Vegetarian diets are a healthy choice for growing kids — though they may slightly raise the odds of youngsters being underweight, a new study suggests.
The study, of nearly 9,000 young children, found that those on vegetarian diets were, on average, of similar weight and height as their peers who ate meat. They were also on par when it came to blood levels of iron and vitamin D — which could potentially be harder to get on a diet free of meat, fish and, sometimes, dairy products.
The one trouble spot was that vegetarian children were twice as likely as other kids to be underweight. However, the vast majority — 94% — were not.
The findings, published online May 2 in the journal Pediatrics, support existing guidelines. The Academy of Nutrition and Dietetics, for example, says that well-planned vegetarian diets are appropriate for people of all ages, including young children.
But while such diets are considered healthful, relatively few studies have looked at the impact on kids’ growth and nutritional status, said Dr. Jonathon Maguire, the senior researcher on the new work.
He called his team’s findings “good news.”
“More and more parents are choosing vegetarian diets for their kids,” said Maguire, a pediatrician at St. Michael’s Hospital of Unity Health Toronto.
And those parents, more than likely vegetarians themselves, are typically “very thoughtful” about ensuring their kids get the nutrients they need, Maguire said.

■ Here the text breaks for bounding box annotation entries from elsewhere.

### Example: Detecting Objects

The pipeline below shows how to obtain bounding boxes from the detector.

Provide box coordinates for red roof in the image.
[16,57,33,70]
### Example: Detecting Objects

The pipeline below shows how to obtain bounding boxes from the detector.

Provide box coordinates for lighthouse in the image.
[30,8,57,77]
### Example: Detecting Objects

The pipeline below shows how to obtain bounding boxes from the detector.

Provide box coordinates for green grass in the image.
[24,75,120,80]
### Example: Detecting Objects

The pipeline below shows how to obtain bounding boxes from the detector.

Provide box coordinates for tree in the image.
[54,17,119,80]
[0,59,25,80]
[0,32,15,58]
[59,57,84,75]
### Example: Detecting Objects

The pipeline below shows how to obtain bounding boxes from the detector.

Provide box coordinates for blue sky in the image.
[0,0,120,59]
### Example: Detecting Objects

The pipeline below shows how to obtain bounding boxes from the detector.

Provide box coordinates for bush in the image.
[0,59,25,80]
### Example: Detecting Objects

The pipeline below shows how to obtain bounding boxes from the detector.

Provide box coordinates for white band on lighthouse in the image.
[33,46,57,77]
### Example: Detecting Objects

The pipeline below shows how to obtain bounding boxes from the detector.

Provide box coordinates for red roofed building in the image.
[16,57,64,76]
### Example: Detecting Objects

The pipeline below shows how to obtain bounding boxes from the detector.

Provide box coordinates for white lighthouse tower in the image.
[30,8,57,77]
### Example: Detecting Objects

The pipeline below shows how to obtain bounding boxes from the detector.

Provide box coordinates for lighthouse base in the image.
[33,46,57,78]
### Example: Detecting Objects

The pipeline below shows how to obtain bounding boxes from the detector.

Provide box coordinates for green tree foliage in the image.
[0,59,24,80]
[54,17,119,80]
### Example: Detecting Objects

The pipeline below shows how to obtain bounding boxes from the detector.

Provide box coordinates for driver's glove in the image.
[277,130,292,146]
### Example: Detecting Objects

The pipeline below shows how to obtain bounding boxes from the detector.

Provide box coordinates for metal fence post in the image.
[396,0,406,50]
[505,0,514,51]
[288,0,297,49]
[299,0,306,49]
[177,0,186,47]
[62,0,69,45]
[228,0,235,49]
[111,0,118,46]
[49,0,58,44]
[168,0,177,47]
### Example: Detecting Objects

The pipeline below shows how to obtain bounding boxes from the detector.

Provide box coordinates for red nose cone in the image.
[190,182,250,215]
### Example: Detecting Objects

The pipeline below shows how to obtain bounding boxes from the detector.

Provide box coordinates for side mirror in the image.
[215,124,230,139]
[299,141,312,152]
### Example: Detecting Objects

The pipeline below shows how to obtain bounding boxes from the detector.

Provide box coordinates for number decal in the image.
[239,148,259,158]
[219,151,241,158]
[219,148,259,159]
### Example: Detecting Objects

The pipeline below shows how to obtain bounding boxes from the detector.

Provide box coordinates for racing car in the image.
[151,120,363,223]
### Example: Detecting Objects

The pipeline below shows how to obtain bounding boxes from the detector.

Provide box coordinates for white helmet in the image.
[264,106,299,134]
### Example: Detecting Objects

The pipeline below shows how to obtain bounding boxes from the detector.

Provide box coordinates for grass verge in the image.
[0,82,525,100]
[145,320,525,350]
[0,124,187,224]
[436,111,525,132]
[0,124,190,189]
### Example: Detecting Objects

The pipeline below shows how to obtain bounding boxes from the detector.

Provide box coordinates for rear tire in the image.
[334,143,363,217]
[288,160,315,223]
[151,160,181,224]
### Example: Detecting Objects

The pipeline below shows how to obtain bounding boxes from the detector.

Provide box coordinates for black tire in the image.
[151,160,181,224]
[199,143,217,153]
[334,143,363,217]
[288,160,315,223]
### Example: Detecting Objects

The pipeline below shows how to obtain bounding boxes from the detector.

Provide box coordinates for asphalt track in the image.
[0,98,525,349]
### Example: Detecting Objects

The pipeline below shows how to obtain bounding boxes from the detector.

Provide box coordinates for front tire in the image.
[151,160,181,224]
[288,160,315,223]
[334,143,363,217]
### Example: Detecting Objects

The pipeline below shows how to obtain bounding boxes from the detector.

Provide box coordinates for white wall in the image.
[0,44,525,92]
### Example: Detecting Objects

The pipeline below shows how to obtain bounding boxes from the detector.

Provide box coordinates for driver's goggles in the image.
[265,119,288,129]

“This study suggests that whatever these parents are doing, it’s working out well,” he said.
When vegetarian diets are done right, Maguire noted, they are rich in vegetables, fruit, high-fiber grains, beans and — often — dairy products and eggs. They also typically eschew processed foods high in added sugars and low in nutritional value.
As for the higher likelihood of vegetarian kids being underweight, Maguire said that is something for pediatricians to keep an eye on. Underweight children should have their growth more closely tracked, and their parents may need help from a nutrition specialist in crafting a balanced diet.
Amy Reed is a pediatric dietitian at Cincinnati Children’s Hospital and a spokesperson for the Academy of Nutrition and Dietetics.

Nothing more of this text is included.